Seminar with Jenni Savonen on a social representations approach to illicit drug use
Seminar
Date:Wednesday 3 December 2025
Time:13.13 – 14.30
Location:Campus Albano, Room 23, Albano House 4, Floor 2
Wednesday December 3, Jenni Savonen, UEF - Law School, Faculty of Social Sciences and Business Studies, University of Eastern Finland, will give a seminar in the Department of Public Health Sciences at Stockholm University's seminar series PHS Talks. Savonen will talk about a social representations approach to illicit drug use, how the issue is perceived in society and how it affects policies and the identity construction of people who use drugs.

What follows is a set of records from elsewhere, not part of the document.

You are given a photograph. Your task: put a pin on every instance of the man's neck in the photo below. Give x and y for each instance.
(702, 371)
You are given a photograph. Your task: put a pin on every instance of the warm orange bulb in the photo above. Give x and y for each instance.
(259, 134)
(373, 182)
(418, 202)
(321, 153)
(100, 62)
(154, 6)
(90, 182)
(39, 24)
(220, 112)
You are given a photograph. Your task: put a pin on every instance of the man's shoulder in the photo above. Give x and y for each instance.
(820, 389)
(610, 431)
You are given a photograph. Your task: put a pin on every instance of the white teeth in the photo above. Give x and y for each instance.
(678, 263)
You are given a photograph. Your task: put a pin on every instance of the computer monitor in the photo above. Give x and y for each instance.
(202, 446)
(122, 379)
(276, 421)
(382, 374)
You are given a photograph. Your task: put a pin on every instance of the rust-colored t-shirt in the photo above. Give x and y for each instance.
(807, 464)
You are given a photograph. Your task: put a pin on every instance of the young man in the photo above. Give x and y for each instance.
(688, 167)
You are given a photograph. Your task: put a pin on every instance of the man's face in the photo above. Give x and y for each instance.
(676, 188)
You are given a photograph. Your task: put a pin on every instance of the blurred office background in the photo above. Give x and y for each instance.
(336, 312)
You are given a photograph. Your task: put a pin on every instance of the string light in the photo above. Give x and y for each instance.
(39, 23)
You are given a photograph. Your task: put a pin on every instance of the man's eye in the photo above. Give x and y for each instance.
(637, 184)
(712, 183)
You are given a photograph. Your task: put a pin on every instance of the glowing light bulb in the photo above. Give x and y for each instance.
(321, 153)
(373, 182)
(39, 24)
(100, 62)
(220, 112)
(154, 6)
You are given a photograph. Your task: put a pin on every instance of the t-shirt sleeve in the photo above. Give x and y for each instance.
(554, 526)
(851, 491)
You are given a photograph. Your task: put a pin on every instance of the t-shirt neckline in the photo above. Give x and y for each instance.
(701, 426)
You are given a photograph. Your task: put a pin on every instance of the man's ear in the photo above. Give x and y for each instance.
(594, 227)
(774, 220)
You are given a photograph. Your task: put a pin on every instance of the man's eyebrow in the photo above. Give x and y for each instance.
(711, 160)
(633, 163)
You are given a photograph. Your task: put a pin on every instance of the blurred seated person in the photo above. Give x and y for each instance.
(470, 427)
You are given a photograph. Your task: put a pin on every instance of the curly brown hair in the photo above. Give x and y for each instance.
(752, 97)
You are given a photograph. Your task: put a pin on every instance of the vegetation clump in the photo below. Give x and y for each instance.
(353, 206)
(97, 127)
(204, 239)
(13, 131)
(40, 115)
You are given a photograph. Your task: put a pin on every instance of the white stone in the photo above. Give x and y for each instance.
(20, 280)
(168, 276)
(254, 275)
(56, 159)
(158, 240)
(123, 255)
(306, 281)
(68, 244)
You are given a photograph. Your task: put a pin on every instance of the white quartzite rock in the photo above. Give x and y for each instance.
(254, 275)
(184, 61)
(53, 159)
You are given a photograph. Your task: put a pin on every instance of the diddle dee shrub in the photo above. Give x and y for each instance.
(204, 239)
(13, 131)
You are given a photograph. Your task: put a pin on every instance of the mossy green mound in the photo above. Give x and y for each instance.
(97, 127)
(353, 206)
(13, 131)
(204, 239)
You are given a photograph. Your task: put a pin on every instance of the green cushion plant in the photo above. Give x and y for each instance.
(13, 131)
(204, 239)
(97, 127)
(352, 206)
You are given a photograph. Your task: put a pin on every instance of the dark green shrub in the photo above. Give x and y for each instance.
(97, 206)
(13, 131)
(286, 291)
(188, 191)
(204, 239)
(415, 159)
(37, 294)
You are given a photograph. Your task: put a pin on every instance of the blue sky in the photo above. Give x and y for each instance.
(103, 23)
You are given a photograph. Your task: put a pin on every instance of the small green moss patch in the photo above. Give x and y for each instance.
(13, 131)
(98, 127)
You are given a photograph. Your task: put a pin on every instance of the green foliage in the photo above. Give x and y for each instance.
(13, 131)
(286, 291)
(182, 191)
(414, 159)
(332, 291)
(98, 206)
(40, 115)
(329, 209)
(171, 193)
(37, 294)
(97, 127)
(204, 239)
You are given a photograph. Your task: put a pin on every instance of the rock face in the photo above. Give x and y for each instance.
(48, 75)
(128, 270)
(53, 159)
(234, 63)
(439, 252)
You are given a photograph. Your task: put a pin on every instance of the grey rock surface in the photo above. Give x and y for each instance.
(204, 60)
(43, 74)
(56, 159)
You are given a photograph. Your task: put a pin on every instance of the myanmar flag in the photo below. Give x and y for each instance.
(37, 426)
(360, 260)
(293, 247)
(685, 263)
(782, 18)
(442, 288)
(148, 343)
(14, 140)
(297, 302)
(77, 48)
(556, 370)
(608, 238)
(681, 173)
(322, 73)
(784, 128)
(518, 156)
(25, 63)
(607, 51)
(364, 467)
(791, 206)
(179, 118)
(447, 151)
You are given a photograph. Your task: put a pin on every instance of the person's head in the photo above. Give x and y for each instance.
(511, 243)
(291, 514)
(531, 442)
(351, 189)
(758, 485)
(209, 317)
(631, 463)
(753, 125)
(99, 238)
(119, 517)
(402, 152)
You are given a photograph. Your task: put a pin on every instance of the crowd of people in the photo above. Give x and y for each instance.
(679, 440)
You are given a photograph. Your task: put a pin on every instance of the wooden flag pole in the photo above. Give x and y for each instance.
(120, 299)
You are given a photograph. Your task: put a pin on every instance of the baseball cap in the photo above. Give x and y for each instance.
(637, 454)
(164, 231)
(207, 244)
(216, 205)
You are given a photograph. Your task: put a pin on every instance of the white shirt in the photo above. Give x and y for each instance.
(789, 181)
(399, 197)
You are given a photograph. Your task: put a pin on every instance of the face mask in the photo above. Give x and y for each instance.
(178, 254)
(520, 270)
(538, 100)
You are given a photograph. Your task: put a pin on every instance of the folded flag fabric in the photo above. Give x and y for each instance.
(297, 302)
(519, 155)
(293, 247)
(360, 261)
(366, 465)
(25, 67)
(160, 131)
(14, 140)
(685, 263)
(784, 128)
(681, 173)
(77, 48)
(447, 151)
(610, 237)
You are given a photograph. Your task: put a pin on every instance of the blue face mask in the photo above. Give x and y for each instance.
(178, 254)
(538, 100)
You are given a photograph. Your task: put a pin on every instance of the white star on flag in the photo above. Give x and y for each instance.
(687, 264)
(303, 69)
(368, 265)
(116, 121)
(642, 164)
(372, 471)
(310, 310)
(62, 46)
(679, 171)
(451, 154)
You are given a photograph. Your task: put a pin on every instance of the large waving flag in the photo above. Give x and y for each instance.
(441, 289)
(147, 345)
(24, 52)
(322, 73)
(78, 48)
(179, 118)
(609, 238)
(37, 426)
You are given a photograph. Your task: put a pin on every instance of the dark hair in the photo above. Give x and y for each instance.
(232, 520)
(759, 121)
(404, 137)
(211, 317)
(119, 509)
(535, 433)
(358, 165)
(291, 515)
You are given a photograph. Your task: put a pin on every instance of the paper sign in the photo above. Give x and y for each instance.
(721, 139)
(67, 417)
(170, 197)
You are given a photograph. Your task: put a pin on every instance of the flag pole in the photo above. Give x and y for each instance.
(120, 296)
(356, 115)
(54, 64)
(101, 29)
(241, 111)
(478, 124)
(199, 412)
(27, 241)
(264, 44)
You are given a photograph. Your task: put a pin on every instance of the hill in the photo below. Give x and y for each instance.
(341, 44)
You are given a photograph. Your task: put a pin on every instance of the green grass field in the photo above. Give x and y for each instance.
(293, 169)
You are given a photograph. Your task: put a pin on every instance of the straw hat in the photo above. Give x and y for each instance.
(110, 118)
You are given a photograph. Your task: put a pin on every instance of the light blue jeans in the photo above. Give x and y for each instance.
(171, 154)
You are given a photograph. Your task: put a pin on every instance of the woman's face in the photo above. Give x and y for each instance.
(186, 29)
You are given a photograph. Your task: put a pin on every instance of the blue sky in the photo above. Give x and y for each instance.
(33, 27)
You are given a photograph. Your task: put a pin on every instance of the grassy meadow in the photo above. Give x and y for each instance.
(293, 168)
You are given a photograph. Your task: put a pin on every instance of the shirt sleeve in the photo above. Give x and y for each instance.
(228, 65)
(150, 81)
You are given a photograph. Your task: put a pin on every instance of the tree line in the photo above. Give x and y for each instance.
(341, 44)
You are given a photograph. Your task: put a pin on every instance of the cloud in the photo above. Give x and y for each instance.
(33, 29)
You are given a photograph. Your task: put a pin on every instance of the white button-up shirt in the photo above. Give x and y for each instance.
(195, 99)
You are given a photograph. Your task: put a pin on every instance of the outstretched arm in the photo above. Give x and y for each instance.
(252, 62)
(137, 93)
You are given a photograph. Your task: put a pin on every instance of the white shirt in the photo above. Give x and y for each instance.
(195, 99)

Seminar title: A social representations approach to illicit drug use Time: 13:13–14:30 Location: Campus Albano, Room 23, Albano House 4, Floor 2
Jenni Savonen is a social psychologist working as a researcher at the University on Eastern Finland. Her PhD research was on the social representations of illicit drug use – on how the issue is perceived in society and how it affects policies and the identity construction of people who use drugs. Savonen has also worked with other dependence-related projects at the Finnish Institute for Health and Welfare and is currently studying the realization of rights of older people with substance use.
Seminar Abstract
Lay knowledge, or social representations, regarding illicit drug use create what we believe to be true and thus have an impact on our actions. According to my PhD study, illicit drug use is socially represented through notions of self and other, morality, risk and self-control. Lay knowledge on illicit drug use is, however, not homogenous, and from a social psychological viewpoint, illicit drug use can be seen as a normified phenomenon and a naturalized social representation. This suggests that although illicit drug use is a salient and in ways unremarkable part of our current societies, it has not become normalized to the point of being insignificant or non-stigmatized. Lay knowledge on illicit drugs is related to views on drug policy: the more risk people attribute to drug use, the more hesitant they are towards harm reduction measures. Finally, lay knowledge affects identities as people who use illicit drugs construct their identities by positioning themselves in relation to salient social representations.
The seminar is arranged by the Department of Public Health Sciences, Stockholm University.